Look. I love nature and public space and all, but parks funded by private donors set a very bad precedent.

First, it reinforces the idea that parks are “extra”, not something that the City itself should invest in. It makes the creation of new parks (and the resources allotted to them) dependent on the whims of wealthy donors and not solid urban planning principles. It’s unpleasantly reminiscent of local improvement charges, i. e. rich homeowners paying to spruce up their own neighbourhood.

I’m afraid this will continue to marginalize places that aren’t tourist hotspots, scenic landscapes, or up-and-coming neighbourhoods. Not every park can be as exciting as the Don Valley or Rail Deck Park or whatever they’re calling Under Gardiner. Not every park has to be. Parks shouldn’t just be attractions people visit on special occasions, like the zoo. They should also be a part of everyday life.

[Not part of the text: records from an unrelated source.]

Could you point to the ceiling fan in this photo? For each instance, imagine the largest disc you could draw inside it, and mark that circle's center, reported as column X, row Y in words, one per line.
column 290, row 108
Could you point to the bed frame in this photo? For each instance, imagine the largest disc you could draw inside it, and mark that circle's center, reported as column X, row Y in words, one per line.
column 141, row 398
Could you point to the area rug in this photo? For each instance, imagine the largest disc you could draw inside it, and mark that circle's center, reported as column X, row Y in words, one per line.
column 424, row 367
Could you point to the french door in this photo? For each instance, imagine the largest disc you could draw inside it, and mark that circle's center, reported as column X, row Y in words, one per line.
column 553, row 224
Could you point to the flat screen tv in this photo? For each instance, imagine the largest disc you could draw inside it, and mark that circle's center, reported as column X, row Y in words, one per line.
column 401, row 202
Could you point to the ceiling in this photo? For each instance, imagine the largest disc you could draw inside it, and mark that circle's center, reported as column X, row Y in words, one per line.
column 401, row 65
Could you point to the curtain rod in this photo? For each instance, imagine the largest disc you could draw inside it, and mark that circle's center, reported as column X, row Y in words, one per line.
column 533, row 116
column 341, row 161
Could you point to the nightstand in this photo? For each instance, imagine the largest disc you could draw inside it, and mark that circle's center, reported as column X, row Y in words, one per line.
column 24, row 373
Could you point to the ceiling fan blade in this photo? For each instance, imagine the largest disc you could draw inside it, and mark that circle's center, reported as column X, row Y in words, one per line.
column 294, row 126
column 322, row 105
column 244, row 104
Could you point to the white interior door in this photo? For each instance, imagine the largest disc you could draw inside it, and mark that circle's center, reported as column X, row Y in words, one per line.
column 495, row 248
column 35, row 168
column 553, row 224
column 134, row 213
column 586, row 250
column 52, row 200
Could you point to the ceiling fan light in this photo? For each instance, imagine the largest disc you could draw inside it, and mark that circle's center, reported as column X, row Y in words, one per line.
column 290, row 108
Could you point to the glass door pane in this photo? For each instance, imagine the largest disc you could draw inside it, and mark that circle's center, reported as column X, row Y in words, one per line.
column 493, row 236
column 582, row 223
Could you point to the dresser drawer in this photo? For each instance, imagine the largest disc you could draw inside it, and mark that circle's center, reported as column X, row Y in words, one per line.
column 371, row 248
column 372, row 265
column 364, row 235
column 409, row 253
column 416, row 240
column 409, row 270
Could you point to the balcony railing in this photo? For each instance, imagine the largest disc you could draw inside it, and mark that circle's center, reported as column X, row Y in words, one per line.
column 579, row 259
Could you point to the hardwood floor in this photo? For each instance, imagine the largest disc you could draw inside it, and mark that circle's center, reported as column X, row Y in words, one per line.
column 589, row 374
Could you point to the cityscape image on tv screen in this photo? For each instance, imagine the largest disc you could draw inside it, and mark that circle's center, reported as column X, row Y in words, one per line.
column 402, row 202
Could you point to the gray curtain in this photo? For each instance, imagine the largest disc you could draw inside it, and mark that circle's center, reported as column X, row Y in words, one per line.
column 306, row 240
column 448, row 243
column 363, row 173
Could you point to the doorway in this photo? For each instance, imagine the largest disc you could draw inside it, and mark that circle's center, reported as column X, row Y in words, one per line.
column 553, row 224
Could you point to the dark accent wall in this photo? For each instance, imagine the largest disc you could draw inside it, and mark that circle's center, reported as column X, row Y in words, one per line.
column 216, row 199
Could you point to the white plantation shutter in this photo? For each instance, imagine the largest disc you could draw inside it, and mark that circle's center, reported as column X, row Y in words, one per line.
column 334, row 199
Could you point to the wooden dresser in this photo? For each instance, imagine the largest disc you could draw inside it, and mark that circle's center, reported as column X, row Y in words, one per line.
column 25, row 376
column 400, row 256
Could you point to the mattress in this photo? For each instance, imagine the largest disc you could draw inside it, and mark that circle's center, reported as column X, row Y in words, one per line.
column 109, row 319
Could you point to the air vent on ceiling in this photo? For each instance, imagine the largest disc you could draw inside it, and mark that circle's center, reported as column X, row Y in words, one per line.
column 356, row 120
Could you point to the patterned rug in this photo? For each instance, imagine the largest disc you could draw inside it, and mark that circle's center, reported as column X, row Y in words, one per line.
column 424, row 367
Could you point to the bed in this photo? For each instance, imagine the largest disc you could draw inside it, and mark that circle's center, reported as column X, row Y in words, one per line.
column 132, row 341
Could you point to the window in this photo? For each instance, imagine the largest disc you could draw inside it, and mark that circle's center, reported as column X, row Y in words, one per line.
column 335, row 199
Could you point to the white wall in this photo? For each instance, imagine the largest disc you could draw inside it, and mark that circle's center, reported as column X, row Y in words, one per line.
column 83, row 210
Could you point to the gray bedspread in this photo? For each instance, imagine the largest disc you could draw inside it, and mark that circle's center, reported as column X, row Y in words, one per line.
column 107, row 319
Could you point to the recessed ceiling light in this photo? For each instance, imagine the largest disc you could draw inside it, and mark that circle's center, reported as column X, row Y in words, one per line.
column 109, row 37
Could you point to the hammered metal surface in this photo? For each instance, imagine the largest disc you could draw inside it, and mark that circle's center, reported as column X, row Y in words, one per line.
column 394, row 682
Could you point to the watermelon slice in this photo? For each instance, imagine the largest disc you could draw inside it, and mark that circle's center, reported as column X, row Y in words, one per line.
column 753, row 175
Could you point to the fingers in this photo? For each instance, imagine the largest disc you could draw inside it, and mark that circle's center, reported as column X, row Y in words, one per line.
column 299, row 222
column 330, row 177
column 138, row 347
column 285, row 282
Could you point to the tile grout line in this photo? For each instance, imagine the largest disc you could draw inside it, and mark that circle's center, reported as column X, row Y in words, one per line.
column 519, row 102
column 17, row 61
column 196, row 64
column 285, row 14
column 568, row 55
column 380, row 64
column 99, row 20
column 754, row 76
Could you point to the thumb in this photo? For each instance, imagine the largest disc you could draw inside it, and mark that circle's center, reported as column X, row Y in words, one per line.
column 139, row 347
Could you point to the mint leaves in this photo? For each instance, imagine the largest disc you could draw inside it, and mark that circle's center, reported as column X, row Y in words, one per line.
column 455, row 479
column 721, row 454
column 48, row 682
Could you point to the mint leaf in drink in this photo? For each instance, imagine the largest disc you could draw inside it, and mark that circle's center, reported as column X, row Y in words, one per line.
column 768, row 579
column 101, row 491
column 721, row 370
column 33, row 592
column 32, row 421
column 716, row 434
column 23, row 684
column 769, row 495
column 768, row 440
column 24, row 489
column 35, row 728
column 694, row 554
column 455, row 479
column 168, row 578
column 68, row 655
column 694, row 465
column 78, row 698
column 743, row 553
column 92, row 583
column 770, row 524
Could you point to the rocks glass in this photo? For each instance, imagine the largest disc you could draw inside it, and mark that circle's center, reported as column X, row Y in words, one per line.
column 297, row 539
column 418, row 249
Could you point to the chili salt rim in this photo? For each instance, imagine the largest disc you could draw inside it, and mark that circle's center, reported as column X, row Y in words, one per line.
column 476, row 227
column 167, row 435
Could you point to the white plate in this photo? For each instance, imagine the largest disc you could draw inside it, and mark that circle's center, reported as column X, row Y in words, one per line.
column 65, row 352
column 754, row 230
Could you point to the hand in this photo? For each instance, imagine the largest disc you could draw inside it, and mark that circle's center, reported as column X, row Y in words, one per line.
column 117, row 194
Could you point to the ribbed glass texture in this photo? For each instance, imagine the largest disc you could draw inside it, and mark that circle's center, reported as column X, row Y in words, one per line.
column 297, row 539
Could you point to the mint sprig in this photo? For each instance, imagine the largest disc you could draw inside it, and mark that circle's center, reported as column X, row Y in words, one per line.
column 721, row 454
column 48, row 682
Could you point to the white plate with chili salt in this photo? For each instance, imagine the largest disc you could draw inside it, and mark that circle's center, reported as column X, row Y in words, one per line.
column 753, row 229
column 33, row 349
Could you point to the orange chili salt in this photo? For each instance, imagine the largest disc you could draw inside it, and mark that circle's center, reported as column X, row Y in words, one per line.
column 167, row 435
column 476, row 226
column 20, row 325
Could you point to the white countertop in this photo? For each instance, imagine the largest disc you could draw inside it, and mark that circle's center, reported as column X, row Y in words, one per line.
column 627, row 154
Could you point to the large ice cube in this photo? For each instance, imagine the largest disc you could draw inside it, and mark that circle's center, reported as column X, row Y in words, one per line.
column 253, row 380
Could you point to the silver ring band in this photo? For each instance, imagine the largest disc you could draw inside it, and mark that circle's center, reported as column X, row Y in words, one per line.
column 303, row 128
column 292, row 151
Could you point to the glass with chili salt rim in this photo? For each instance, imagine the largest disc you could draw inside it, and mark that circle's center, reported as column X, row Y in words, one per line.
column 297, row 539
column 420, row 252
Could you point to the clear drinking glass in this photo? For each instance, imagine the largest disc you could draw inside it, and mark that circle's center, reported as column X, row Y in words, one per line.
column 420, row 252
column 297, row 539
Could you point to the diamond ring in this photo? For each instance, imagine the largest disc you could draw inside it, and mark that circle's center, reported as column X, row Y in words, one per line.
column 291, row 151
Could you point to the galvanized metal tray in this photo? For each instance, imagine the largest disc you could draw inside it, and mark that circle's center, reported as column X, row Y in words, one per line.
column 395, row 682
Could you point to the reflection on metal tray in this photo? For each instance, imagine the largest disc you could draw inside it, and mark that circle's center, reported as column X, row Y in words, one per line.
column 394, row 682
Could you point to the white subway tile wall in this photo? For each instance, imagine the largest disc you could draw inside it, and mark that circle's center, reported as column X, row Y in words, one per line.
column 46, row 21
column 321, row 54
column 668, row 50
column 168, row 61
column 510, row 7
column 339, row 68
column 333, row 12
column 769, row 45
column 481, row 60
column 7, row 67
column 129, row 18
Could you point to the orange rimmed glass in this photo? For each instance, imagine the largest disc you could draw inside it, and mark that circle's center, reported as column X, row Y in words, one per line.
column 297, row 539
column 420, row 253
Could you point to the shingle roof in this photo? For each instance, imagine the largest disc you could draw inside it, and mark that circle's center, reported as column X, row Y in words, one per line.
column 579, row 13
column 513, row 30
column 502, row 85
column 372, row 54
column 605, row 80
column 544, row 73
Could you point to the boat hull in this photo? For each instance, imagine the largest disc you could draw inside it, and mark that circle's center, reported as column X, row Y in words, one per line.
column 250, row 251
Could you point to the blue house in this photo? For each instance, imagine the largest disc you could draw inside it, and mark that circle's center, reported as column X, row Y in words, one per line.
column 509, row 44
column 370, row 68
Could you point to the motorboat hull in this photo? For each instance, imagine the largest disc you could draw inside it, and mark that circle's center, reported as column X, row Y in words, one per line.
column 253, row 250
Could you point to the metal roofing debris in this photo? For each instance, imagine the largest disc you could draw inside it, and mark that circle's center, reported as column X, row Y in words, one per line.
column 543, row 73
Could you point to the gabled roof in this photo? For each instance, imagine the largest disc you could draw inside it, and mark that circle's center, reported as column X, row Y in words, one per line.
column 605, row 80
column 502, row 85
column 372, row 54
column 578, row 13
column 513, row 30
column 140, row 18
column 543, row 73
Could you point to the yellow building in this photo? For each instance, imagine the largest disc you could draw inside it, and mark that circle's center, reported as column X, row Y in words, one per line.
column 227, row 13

Green space is an urban amenity as essential as libraries and clean water. Aside from parks’ importance for health and the environment, they are valuable in their own right as public space. They’re places where you can loiter, sleep, relax, exercise, cool down, picnic, socialize, drink covertly, collect beer cans…all without having to buy anything. For many city dwellers, parks are our backyards.

Public-services-as-philanthropy leaves less glamorous needs by the wayside. Currently playground equipment is only replaced every 30 years (up from 60). Not to mention other things than parks, as Danny Brown notes on Twitter. No one is donating to reduce the TTC or TCHC SOGR backlog.

The whole thing is part of a larger trend towards valuing public services only insofar as they make money. Financial worth may seem more tangible, but it is not the only kind of worth. There are many things—public transit, parks, and more—whose value can’t be measured in dollars. They should not have to turn a profit. People freaking love parks and libraries. It should be possible to fund them sustainably, by increasing the City’s main source of revenue—property taxes—instead of relying on occasional windfalls.

In this pared-down vision of city government, services that cannot pay for themselves must be shuffled off to beneficient private donors, corporations, charities, or non-profits. It’s not because these things would be better off in someone else’s hands. It’s just an attempt to make it Someone Else’s Problem. “Screw you, I got mine.”

It’s a small, mean, insular way of thinking and I hate it. Enough said.